Esta nova manifestação da barbárie só pode ter como resposta aumentar a nossa indignação e reforçar a nossa determinação no combate ao terror assassino dos que, em nossa casa, pretendem destruir a nossa forma de viver e o nosso modo de vida. E fazê-lo de uma forma redobrada. Atacaram os nossos jovens, atacaram-nos a nós e atacaram as gerações futuras. Dentro do respeito pela lei, que preservamos e queremos cumprir – e nisso também nos diferenciamos dos cobardes terroristas demonstrando a superioridade moral do nosso sistema – há que dar combate sem tréguas aos criminosos, àquilo que eles representam e ao modelo que nos querem impor. Se preciso for, endureça-se a lei, cominem-se sanções acessórias para os culpados, reforce-se toda a cooperação judicial internacional, aprofunde-se o sistema de trocas de informações entre serviços especializados de informações e contra-informações. Mas sob hipótese alguma poderemos dar aos criminosos terroristas o mais precioso dos bens por que eles buscam e lutam desenfreadamente: a nossa liberdade e o controle das nossas vidas.
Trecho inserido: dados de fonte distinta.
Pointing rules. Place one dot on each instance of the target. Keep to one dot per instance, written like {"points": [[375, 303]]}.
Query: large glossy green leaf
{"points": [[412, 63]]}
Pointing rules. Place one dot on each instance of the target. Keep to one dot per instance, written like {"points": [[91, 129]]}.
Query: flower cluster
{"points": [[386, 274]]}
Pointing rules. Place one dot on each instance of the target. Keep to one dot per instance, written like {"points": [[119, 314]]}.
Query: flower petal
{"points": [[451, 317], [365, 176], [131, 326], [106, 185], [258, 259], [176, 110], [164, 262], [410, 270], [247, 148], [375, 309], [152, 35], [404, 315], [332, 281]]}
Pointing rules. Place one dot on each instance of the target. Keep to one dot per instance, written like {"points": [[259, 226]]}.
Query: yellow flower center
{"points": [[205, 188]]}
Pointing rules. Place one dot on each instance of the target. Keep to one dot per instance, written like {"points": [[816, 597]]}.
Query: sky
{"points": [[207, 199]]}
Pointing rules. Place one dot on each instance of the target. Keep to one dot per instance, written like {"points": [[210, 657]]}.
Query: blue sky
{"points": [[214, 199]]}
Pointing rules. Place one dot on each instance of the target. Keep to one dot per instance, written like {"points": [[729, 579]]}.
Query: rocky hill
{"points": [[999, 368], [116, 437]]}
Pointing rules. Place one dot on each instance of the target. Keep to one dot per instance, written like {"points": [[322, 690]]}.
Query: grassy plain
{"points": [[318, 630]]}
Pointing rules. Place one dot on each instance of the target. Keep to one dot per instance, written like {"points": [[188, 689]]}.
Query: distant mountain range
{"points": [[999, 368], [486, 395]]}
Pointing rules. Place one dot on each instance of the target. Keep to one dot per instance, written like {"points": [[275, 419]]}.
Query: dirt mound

É por isso que impõe-se saber reagir a frio e com racionalidade a esta horda sanguinária. Reagir a quente e deixarmo-nos levar pelo calor das emoções, advogando medidas aparentemente – mas só aparentemente – eficazes, tais como o fecho de fronteiras, as limitações à liberdade de circulação de pessoas e outras que tais, constitui um erro crasso que se impõe evitar. Entrar por aí será, sempre, fazer o jogo do nossos inimigos, irmos jogar para o campo deles e com as regras deles. O desafio tem de ser travado no nosso campo e com as nossas regras. E a nossa vitória sobre esta cadeia de crime organizado que está disseminada por grande parte do continente europeu dependerá, tão-só, da unidade de que dermos provas, da solidariedade que formos capazes de evidenciar. Estará aí o segredo da nossa vitória sobre esta forma moderna de mal que, a maior parte das vezes, actua, cobardemente, em nome de um qualquer deus menor, à sombra de uma qualquer putativa religião. Deus algum, verdadeiro Deus no sentido literal da palavra, pode justificar que se mate, que se chacine, que se torture, que se aterrorize em seu nome.
Mas esse vai ser o nosso combate. O combate que vamos ter pela frente nos próximos (longos) anos. Que terá de ser travado de uma forma implacável e sem contemplações. Porque é da nossa civilização, do nosso modo de vida, da nossa forma de existência que se trata. E se não formos nós a zelar por nós próprios, ninguém mais o fará. É bom que nos consciencializemos e que nos habituemos à ideia do que nos espera. Sobretudo porque o horizonte é escuro e as dificuldades que se anteveem nesse combate não serão poucas nem fáceis.